Do they steal specifically from you, or from your husband as well? Your husband can correct the behaviors, if he's willing to punish.Personally, if my stepchild or even my biological child started to steal, I'd change the wifi password, confiscate cell phones, made the house off limits during daylight, and disable the television until they willfully gave back what was taken.

 

As far as the child stealing from a teacher, that's a fine line. I'm from a family of teachers, and am one myself. I'd have let it slide the first time, and called the sheriff's office the second, without even consulting the parents.

KENDRA2000's picture

They don't steal from us they will steal food...but it's food that I bought because rules in my home you get one snack a day so they will steal 3 or 4 so I fixed that and STOP buying snacks all together.  The sweetest thing in the house is peanut butter and jelly  and where we live the police won't do anything about steal unless he is 10 and he just made 8 I told the teacher call the cops but she is very young and just change his color but let him change it bk at the end of the day

juststressedbeyondbelief's picture

LOL, red light, yellow light, green lighting. I know about that.

I teach highschool in an urban area. I call the police.

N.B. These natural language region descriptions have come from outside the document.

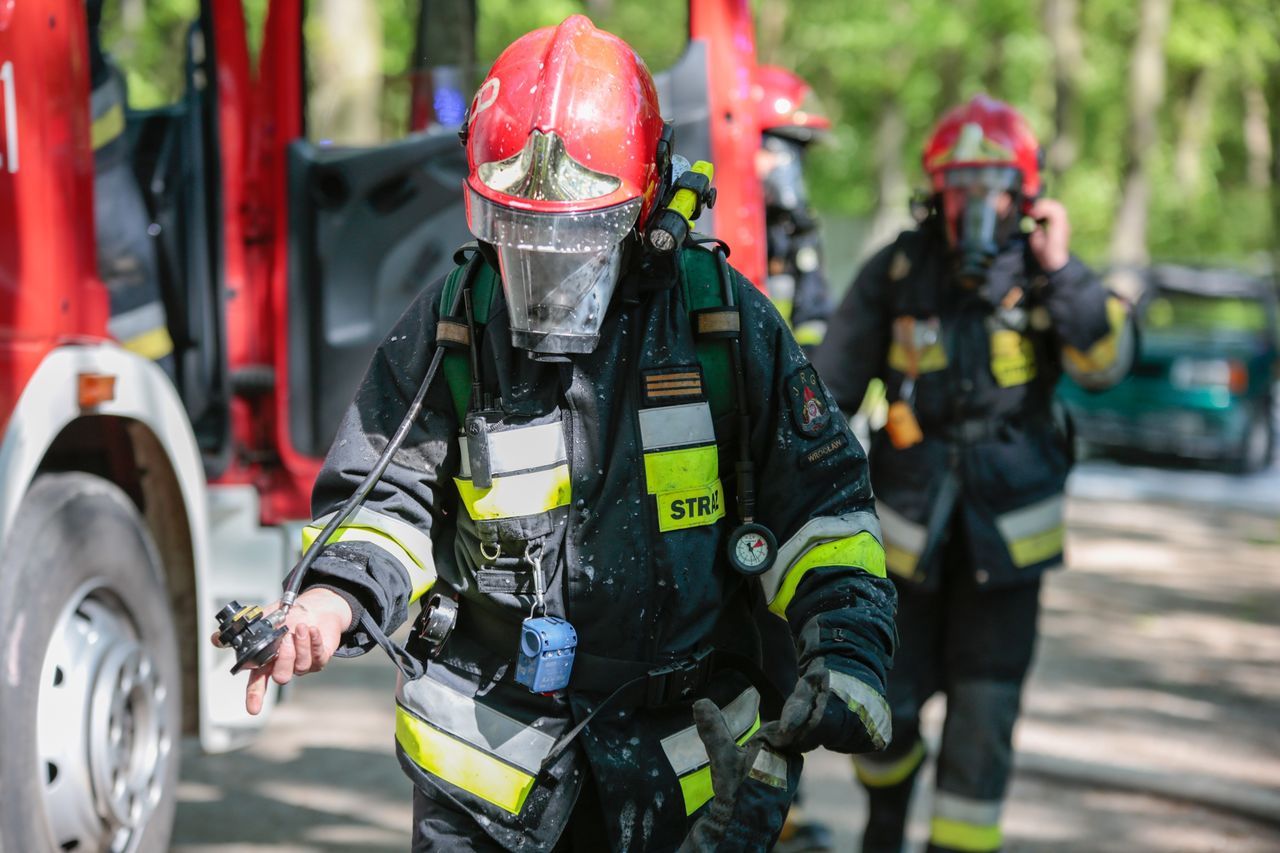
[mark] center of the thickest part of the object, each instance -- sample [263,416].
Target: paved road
[1156,674]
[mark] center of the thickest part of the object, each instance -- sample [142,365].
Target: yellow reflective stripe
[862,551]
[1037,547]
[932,357]
[1102,354]
[152,345]
[106,127]
[959,835]
[810,333]
[681,469]
[420,578]
[462,765]
[1013,359]
[696,787]
[876,774]
[517,495]
[690,507]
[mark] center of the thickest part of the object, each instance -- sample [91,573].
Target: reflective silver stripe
[901,533]
[520,450]
[1031,520]
[814,533]
[479,725]
[769,767]
[865,702]
[685,749]
[977,812]
[676,425]
[136,322]
[414,551]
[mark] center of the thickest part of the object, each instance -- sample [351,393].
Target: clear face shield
[558,270]
[784,173]
[981,206]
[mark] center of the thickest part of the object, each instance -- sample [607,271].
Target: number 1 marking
[10,117]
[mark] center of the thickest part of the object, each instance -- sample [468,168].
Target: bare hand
[315,625]
[1051,240]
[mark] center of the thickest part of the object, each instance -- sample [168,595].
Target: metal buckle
[680,680]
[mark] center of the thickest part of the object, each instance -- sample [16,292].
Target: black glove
[753,784]
[832,710]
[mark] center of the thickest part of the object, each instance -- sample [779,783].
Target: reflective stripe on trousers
[408,546]
[469,744]
[964,824]
[688,755]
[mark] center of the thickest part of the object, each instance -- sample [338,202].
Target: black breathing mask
[982,208]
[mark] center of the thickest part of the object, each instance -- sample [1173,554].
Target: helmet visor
[558,270]
[584,231]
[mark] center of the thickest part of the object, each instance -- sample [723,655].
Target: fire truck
[137,496]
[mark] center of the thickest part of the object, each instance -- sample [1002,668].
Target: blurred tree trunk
[771,30]
[1063,28]
[1257,136]
[894,191]
[1146,92]
[1193,126]
[346,72]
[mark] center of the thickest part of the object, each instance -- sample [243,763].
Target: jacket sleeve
[856,342]
[1096,331]
[380,560]
[814,495]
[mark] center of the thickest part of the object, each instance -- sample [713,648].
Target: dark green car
[1203,384]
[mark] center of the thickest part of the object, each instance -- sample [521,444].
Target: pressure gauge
[752,548]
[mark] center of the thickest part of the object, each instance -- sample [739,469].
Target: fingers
[283,667]
[256,690]
[302,648]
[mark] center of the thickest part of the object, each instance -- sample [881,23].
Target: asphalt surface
[1148,723]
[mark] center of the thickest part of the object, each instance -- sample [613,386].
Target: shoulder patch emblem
[808,402]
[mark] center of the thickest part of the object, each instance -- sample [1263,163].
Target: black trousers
[976,646]
[440,828]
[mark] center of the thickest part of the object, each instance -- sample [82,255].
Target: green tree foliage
[927,55]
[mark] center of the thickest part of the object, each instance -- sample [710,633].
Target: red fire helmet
[786,104]
[567,121]
[984,132]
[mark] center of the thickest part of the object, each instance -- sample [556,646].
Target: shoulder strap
[457,364]
[700,288]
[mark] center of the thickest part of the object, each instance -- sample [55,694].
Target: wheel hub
[101,733]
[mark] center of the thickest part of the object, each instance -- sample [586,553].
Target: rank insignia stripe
[663,386]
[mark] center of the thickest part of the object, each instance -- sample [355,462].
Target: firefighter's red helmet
[786,105]
[984,132]
[566,121]
[562,140]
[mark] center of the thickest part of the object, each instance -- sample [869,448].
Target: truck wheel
[92,689]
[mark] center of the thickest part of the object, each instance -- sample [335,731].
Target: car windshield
[1173,313]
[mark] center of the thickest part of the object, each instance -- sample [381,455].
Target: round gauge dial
[752,550]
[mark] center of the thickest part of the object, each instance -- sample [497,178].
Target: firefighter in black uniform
[790,122]
[568,505]
[970,320]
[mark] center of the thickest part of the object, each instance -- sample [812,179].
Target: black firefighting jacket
[796,282]
[609,471]
[984,364]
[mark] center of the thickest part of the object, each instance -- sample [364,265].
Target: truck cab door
[374,188]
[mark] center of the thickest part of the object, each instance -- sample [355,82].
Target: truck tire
[91,705]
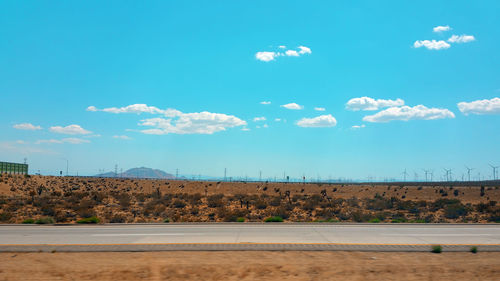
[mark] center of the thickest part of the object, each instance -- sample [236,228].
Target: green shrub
[46,220]
[437,249]
[274,219]
[89,220]
[28,221]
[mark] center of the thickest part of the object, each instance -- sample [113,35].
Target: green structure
[13,168]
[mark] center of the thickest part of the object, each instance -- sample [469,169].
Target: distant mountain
[141,172]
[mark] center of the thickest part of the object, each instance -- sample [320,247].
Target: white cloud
[122,137]
[367,103]
[65,140]
[177,122]
[266,56]
[292,106]
[26,126]
[491,106]
[355,127]
[406,113]
[133,108]
[292,53]
[318,122]
[270,56]
[441,28]
[461,39]
[431,44]
[304,50]
[192,123]
[70,130]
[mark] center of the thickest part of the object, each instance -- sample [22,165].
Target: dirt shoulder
[249,266]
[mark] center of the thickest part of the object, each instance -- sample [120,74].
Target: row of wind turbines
[448,174]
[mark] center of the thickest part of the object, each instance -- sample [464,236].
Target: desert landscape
[49,199]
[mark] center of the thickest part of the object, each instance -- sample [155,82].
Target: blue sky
[213,63]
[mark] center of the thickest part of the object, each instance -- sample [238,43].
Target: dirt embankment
[249,266]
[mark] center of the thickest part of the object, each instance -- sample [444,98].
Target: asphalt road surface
[317,236]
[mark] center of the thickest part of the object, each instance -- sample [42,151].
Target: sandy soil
[249,266]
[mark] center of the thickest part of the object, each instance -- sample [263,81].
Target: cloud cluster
[26,126]
[367,103]
[441,44]
[406,113]
[464,38]
[431,44]
[321,121]
[441,28]
[70,130]
[292,106]
[267,56]
[177,122]
[65,140]
[491,106]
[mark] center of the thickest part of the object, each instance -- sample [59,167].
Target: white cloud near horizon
[65,140]
[122,137]
[267,56]
[367,103]
[192,123]
[464,38]
[177,122]
[321,121]
[26,126]
[441,28]
[406,113]
[256,119]
[480,107]
[70,130]
[292,106]
[431,44]
[355,127]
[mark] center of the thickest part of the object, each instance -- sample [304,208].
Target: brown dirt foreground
[249,266]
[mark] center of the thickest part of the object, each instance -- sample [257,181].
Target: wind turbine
[495,171]
[468,171]
[404,175]
[448,174]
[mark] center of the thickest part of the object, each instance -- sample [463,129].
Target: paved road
[250,234]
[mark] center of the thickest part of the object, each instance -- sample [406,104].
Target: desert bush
[455,211]
[179,204]
[28,221]
[117,218]
[90,220]
[5,216]
[46,220]
[215,201]
[436,249]
[274,219]
[261,204]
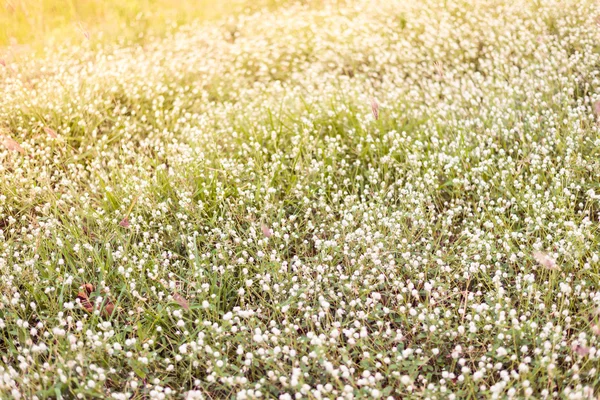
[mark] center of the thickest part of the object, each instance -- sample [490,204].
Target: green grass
[226,186]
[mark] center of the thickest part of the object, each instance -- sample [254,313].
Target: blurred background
[36,23]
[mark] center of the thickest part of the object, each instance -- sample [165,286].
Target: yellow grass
[35,23]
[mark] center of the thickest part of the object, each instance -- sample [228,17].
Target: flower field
[338,199]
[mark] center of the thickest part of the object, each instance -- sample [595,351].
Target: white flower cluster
[368,198]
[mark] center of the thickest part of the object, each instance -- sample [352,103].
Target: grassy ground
[35,23]
[378,199]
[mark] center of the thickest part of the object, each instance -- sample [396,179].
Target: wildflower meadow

Stealing food? Lock it up, and take away anything that makes them happy.

susanm's picture

If he is working that much then presumably he has a decent income.  It is obviously unfair for him to simply dump kids on you that need much more than normal care.  My suggestion would be to tell him that no one without actual training is going to be able to help these children the way that they need to be helped and that the only way you will be willing to stay is if he hires help for you.  Not a babysitter and not his sister but an actual trained professional who can come to your home on a regular and consistant basis to make a real difference in everyone's lives.  Not just feed, clothe, and keep them from killing each other.  Unless he is willing to try to undo the damage the mother did, what was the point in him taking custody in the first place?  They would have had a better chance in foster care where they might have had their needs addressed.  Asking someone whose only qualification is that they raised normal children to take this on is crazy.

Harry's picture

This is not the movies, we do not live happy ever after. This is one disaster ready to happen.  BF takes kids and is a workaholic? BF don’t arrange babysitter type person to take care of kids ?  Unless DH does something about the kids, I think you should leave,  I can not see this ending well.